Dieser Abbruch an dem öffentlichen Wohlstande trifft alle arbeitenden Stände, und jedes Individuum derselben, bei der beschriebenen Organisation des Verkehrs, in gleichem Maasse, sowie allen die Vortheile der Regieruns, des Unterrichts und der Vertheidigung in gleichem Maasse zu statten kommen. Jeder bezahlt seinen Antheil, wie er soll. Man kann sagen: der Werth jedes in den öffentlichen Verkehr kommenden Dinges sey von nun an nicht mehr bloss nach dem oben angegebenen Maassstabe, dass der Producent, der Fabricant und der Kaufmann, jeder nach seiner Art gleich angenehm dabei bestehen könne, sondern nach dem, dass noch überdies der öffentliche Beamte ebenso dabei bestehen könne, zu bestimmen; man kann annehmen, das für die Abgabe nöthige und dem Beamten rein verbleibende sey aus dem öffentlichen Handel verschwunden, und für das verkehrende Publikum verloren; man kann endlich annehmen, der Producent und der Fabricant müsse von seiner Waare, der Kaufmann von seiner Handelsbesoldung, sich als für eine Schuld etwas im voraus wegnehmen lassen: es ist alles gleich, und das Resultat bleibt immer dasselbe. Nur der Abbruch am öffentlichen Wohlstande ist die wahre Last, welche von allen gemeinschaftlich getragen wird.
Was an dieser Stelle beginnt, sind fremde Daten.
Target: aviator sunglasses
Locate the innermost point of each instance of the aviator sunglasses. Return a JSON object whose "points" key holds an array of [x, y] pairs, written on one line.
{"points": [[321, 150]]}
Welchen Weg man ergreifen möge, um diese Abgaben zu erheben, das Resultat bleibt immer dasselbe. Ob man beiden, dem Producenten und dem Fabricanten, ihren Beitrag unmittelbar abnehme, und gleichfalls vom Einkauf des Handelsmannes sich etwas abliefern lasse; ob man den ersteren den Beitrag des letzteren zugleich mit abnehme, und den Kaufmann durch Erhöhung des Einkaufspreises an sie zurückzahlen lasse; ob man den einfachsten und am leichtesten zu übersehenden Weg ergreife, und vom Ackerbauer die ganze Abgabe erhebe, diesem aber den Beitrag des Fabricanten und des Kaufmanns durch Erhöhung seines Products zurückzahlen lasse: wenn nur die Waarenpreise erst nach Abrechnung des an den Staat abgegebenen von der Summe der im öffentlichen Verkehre befindlichen Waare, und nach der Bestimmung, aus wessen Händen der Staat sie ziehe, festgesetzt und nach den oben aufgestellten Grundsätzen festgesetzt werden: so bleibt das Gleichgewicht gehalten, und die öffentliche Gerechtigkeit behauptet.